Thomas Champion was in london rowing, on the  Thames that day, and indeed,
had turned a corner since leaving the county seat for town, and given up his
unnatural addiction to Dobblers. (Dobblers is that well known breakfast dish
that looks like a classic grill, but in fact is made from dog & pheasant
and isn't as illegal as it is unpleasant).

The Earls of Beaconsfield and Derby were both out at a shoot, and so the
inspector was shot of them, even before five bells. Indeed, he thought to him
self with a wry ha-ha, pigs might fly and his golden hind come in, before
they'd commit any such gross moral turpentine. Henry was OK, since he'd made
peace with his Armenian girlfriend Ishca over the proper use of feathers in

It was known that Milton was blind drunk, and waxing eloquent over some
jolly waterman about his time playing frag piano in old Orleans.
The chancellor was above suspicion, as were any of the occupant of the
Regent house. All five of the Irish brothers were known to react badly to the
men in blue, a red rag to a bull, but the inspector rose to the challenge, and
avoided a crowning.  Rupert Brooke was with Milton the whole day, according
to the sheep rustler known to everyone just as The Eagle, who had dropped in
after some wild spread betting.

Radegund's sainted aunt claimed he was down at Ally Pally, his Alma mater, and
the only anchor in his peripathetic life.
The inspector would give drink bakers dozen once the moon was over the yard
arm if that blackamoor's head was capable of such dark thoughts.
Devonshire asked his trusty sidekicks Argyle and Clarendon if they thought
there was anything in the rumour about the boats? Dr A saw on the
British Queen not, whilst det inspector C, smelling like a
brewery concurred. Devonshire looked at these two interchangeable chaps, like
peas in a pod - you couldn't tell if you swapped them, castle-to-castle like.
He hadn't graduated in the Jubilee year to waste time like this. He had other
buns in the shop to fry.

Back in  Cambridge feeling blue drinking a hog's head of big black cow and watching the
cricketers cut down another elm tree, failing to impress, as they fought
by George to keep the greyhounds and haymakers at bay, Inspector Devonshire
wondered if perhaps the evil genius artist, Geldart was behind it all.
Granted, he had the locomotive and was a man with a means, if not completely
in a pickerel. After all, he was known to have a predilection for chasing the
Green Dragon down King Street at quite a run. Many times, Dr Kingston had
tried to wean him off, but he would claim to be a master of the Marinade,
although everyone knew he was just driving them up the Maypole.

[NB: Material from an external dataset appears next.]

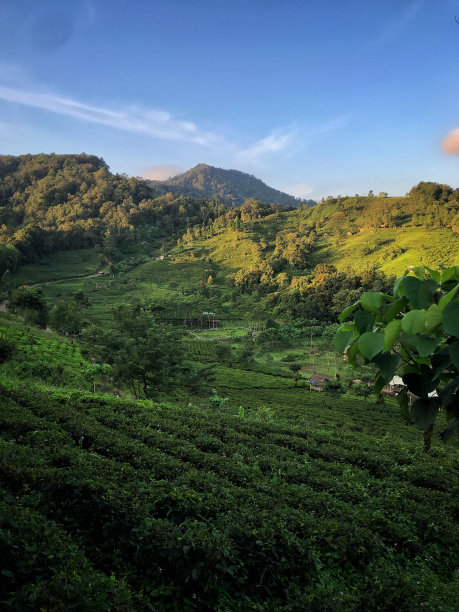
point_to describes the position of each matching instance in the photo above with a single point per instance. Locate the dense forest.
(178, 428)
(231, 187)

So summing up the first victim, Panton was found  bashed in by a
globe carved curiously with Fleur De Lys; the second, Portland,
rolled around a Fountain, pursued by a green manatee. The third,
Ms Parrot, crushed beneath a free press, like grapes, blood
spoiling all the nice mitred corners, pouring out like an old spring, only
attractive to the rats. The fourth, Salisbury trapped between the mill stone
and a rock, but curiously tied up with rope and twine. The fifth was drowned
regally when his ship ploughed into a dead end.

At six bells, listening to Bert Jansch playing
down by black Waterside on his iPod, the inspector suddenly remembers Arthur C Clark's story from Tales from the White Hart
(the one with all the violations of Sir Isaac Newton 3 laws of droog).
he lit a fine Unicorn cigar with a White Swan vesta matches, and decided to
see if the Wrestlers were still slugging it out over a bacon, lettuce and
tomato roll. As seven starts came out, the inspector took the last tram home
but fell asleep and landed up in the depot once again.